With Literate, the file is a julia file, and the explanations are in comments.

# # Here's a header
# 
# Some text with **bold**

f(x) = x^2 + 4x + 2
f(4)

I really like that in Literate, you can specify certain lines to only show up in Notebook exports,
or only show up in Markdown exports, and I like the fact that the file is a runable julia script (though with weave, you can export as a script). It’s also designed by one of the main contributors to Documenter, and so has a lot of nice features allowing the markdown export of Literate to play really nice with Documenter.

The major downside of Literate IMO is that there isn’t a great deal of tooling for things like Atom or VS code. So the markdown isn’t syntax highlighted, and when you write markdown with a lot of linebreaks as I do, it’s annoying to have to add the comment marker on every line (or the #nb # if you want a notebook-filtered line) etc.

One of the benefits of Weave in its own right is that there are a lot of options for code blocks, like hiding the output of a cell (or hiding the code and only showing the output).

I tend to use Literate when my thing is code-heavy, when I want to run it as a script, or I want to use it with Documenter. I use Weave when there’s a lot of explanatory stuff or when I need more control over my code fences.

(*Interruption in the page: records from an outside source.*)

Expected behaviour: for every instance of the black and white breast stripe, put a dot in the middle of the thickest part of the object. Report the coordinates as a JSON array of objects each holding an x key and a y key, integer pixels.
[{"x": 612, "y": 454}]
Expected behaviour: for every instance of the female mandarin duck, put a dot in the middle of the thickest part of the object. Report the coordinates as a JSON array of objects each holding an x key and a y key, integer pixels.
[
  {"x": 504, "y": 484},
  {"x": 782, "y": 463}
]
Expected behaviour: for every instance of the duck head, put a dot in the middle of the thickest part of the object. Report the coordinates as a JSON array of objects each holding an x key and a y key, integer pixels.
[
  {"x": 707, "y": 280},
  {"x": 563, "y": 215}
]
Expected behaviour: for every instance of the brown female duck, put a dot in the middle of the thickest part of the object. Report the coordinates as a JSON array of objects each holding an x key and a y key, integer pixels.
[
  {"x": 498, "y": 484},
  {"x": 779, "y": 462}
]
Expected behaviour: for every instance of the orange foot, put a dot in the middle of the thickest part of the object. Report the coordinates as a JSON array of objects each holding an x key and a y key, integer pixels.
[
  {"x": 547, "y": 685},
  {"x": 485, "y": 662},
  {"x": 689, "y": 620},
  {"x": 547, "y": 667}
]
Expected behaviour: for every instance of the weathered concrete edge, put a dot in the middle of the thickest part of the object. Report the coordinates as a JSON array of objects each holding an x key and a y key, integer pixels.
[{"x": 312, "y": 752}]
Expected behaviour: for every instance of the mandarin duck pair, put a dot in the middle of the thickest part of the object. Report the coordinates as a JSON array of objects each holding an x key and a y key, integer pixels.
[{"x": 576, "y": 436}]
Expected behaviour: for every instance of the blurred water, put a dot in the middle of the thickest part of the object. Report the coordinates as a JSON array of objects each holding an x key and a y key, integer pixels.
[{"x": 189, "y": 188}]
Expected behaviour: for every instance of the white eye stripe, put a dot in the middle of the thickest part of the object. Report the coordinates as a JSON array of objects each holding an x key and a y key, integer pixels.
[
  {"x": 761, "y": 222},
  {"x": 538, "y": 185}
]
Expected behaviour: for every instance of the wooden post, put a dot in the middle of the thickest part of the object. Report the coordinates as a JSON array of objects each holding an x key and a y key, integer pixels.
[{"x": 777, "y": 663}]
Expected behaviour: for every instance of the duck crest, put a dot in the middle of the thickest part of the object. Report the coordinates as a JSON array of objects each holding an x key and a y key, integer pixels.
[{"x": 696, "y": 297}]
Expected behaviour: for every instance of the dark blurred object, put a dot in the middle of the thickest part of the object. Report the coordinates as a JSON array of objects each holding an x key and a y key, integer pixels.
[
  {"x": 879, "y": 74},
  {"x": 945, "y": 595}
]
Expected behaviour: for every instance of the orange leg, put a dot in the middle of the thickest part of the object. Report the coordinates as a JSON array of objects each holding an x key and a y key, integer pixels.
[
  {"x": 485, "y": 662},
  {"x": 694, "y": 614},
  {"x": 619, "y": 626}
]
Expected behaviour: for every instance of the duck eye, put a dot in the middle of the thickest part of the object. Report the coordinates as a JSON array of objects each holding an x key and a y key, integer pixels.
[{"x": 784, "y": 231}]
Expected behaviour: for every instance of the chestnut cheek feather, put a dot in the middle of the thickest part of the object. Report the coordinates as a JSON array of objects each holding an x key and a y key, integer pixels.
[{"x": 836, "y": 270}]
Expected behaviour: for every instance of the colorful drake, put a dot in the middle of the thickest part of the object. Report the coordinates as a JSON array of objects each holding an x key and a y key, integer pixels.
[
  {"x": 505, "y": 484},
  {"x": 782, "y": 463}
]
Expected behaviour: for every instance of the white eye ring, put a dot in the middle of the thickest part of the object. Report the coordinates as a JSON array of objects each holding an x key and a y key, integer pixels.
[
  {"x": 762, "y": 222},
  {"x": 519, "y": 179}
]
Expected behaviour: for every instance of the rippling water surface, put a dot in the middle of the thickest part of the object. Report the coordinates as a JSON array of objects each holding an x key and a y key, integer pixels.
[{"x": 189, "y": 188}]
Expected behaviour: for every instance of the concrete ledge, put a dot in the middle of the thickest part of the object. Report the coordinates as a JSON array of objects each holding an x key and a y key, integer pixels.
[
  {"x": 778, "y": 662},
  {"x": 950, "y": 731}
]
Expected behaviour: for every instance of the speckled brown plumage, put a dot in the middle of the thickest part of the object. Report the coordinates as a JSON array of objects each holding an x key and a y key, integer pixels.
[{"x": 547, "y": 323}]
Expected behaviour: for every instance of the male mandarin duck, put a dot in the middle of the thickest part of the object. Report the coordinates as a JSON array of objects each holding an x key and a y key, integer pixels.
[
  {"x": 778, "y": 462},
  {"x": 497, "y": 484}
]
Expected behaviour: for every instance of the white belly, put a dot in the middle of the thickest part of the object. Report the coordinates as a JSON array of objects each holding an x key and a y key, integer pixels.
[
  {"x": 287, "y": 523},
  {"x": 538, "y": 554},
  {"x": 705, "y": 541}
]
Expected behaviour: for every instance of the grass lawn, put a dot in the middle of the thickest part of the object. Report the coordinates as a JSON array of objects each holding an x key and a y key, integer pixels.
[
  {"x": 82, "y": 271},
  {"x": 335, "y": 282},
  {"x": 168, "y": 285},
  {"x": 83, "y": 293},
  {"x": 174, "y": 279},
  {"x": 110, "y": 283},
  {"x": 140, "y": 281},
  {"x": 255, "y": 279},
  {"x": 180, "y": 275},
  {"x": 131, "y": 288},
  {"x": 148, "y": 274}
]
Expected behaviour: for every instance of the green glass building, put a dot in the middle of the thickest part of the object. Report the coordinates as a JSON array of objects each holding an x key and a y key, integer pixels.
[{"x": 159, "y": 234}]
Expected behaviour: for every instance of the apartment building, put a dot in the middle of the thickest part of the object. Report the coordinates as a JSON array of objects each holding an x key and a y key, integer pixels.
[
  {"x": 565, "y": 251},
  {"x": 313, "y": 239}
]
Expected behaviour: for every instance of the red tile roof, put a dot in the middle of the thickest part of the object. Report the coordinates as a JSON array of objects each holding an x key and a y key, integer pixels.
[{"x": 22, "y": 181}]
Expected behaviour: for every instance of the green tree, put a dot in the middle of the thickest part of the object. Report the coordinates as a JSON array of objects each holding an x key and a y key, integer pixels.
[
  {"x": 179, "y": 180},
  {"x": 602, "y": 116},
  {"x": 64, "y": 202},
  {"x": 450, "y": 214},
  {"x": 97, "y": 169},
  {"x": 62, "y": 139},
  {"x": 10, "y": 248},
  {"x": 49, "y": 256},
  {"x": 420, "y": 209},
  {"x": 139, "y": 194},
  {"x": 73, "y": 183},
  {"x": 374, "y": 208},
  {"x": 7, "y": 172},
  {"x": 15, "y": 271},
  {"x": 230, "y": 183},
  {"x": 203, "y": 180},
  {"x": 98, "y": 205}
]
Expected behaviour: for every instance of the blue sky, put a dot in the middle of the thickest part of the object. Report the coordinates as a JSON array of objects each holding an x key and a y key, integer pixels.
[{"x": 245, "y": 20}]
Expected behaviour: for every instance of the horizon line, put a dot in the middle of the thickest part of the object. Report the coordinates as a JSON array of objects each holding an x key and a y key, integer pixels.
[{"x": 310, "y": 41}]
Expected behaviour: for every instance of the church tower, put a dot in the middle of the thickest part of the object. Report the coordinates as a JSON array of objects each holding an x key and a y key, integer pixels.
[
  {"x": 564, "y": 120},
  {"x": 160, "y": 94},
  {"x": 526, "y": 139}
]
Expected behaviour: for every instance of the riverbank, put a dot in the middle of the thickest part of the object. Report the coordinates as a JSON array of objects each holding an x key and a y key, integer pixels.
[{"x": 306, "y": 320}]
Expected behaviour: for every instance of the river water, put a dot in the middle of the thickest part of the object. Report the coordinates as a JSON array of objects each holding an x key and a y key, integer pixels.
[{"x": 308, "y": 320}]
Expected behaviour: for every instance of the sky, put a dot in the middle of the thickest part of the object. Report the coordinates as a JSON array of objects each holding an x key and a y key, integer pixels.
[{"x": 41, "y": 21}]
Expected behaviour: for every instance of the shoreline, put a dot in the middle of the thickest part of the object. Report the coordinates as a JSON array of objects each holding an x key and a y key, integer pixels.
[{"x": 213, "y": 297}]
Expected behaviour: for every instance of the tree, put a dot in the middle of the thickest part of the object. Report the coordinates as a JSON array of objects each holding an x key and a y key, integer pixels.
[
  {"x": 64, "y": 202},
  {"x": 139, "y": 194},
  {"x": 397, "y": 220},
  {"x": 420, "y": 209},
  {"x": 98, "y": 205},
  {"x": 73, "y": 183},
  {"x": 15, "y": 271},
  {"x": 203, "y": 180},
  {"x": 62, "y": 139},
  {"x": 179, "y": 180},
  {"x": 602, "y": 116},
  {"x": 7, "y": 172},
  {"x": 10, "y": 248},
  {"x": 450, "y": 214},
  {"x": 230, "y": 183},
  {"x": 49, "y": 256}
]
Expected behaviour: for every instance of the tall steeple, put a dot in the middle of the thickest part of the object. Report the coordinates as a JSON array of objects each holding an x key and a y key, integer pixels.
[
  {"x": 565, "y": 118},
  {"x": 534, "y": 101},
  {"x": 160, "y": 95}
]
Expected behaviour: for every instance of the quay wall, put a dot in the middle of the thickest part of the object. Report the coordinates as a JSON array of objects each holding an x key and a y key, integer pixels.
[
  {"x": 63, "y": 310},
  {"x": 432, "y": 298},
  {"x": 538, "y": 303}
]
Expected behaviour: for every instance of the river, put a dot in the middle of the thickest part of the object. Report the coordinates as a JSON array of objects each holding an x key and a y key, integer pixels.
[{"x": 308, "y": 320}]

For what it sounds like you want to do, I’d probably recommend Weave, but only like 65/35. Hope this helps!

dlakelan · May 30, 2020, 8:38pm

Your reasoning is sound, and makes sense in my use case. My documents will be probably at least 50% explanation, and commenting everything would be irritating I think. Plus I’m familiar with Rmd so I’ll probably go with Weave. Thanks!

mthelm85 · June 1, 2020, 6:47pm

Three things:

Check out the Julia for Data Science YouTube series that’s on the official Julia channel. A link to the first video in the series is here.
Check out mybinder.org for making your notebooks fully executable in the browser, without the user having to download anything. I created a very basic, intro to Julia notebook (specifically for colleagues of mine) that I have running on Binder so you can see what that looks like here: Binder
I’ve been very frustrated at the lack of good data analysis/data science content on the web that relies on Julia. There are loads of great courses on a variety of online learning sites that make use of R/Python but almost nothing for Julia. I would be happy to contribute to this project and would be interested in linking up with you to share thoughts/organize an outline for topics to cover.

dlakelan · June 1, 2020, 6:57pm

Yes, it’s very frustrating for someone who knows a bunch about data analysis, in say R or Python, but wants to move to Julia and get up to speed at their former level of knowledge. So I’m hoping to alleviate that and also teach a bit about data analysis.

I am very happy to partner on this. I am really just getting started on the project though. How about I PM you on the forum here, and we can discuss some ideas there, and then feed the more fully formed ones back into this thread?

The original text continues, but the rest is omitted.